Anchor Generation and Palm Detection

Overview

The first key function of the Hand Detector model involves anchor generation and palm detection using the SSD (Single Shot Detector) approach. This function implements the initial detection phase that identifies potential hand regions in the camera frame through a sophisticated anchor-based system.

Purpose and Functionality

This function handles the core detection logic:

Anchor Generation: Creates anchor boxes with various scales and aspect ratios
Model Inference: Processes camera frames through the detection network
Raw Output Processing: Handles the model's raw detection outputs
Initial Filtering: Applies basic confidence thresholds

Implementation Details

SSD Anchor Options Configuration

# MEDIAPIPE EXACT CONFIGURATION
options = SSDAnchorOptions(
    num_layers=4,
    min_scale=0.1484375,
    max_scale=0.75,
    input_size_height=192,
    input_size_width=192,
    anchor_offset_x=0.5,
    anchor_offset_y=0.5,
    strides=[8, 16, 16, 16],
    aspect_ratios=[1.0],
    reduce_boxes_in_lowest_layer=False,
    interpolated_scale_aspect_ratio=1.0,
    fixed_anchor_size=True
)

Anchor Generation Algorithm

def calculate_scale(min_scale, max_scale, stride_index, num_strides):
    if num_strides == 1:
        return (min_scale + max_scale) / 2
    else:
        return min_scale + (max_scale - min_scale) * stride_index / (num_strides - 1)

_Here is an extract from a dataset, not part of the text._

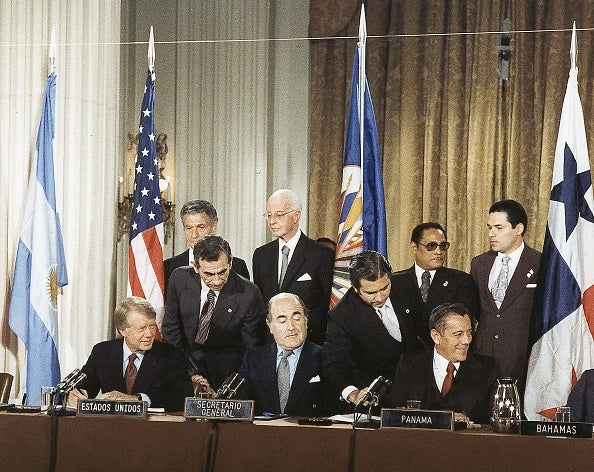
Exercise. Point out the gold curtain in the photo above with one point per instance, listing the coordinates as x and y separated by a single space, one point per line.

def generate_anchors(options):
    anchors = []
    layer_id = 0
    n_strides = len(options.strides)
    while layer_id < n_strides:
        anchor_height = []
        anchor_width = []
        aspect_ratios = []
        scales = []
        last_same_stride_layer = layer_id
        while last_same_stride_layer < n_strides and \
                options.strides[last_same_stride_layer] == options.strides[layer_id]:
            scale = calculate_scale(options.min_scale, options.max_scale, last_same_stride_layer, n_strides)
            if last_same_stride_layer == 0 and options.reduce_boxes_in_lowest_layer:
                aspect_ratios += [1.0, 2.0, 0.5]
                scales += [0.1, scale, scale]
            else:
                aspect_ratios += options.aspect_ratios
                scales += [scale] * len(options.aspect_ratios)
                if options.interpolated_scale_aspect_ratio > 0:
                    if last_same_stride_layer == n_strides -1:
                        scale_next = 1.0
                    else:
                        scale_next = calculate_scale(options.min_scale, options.max_scale, last_same_stride_layer+1, n_strides)
                    scales.append(sqrt(scale * scale_next))
                    aspect_ratios.append(options.interpolated_scale_aspect_ratio)
            last_same_stride_layer += 1

        for i, r in enumerate(aspect_ratios):
            ratio_sqrts = sqrt(r)
            anchor_height.append(scales[i] / ratio_sqrts)
            anchor_width.append(scales[i] * ratio_sqrts)

        stride = options.strides[layer_id]
        feature_map_height = ceil(options.input_size_height / stride)
        feature_map_width = ceil(options.input_size_width / stride)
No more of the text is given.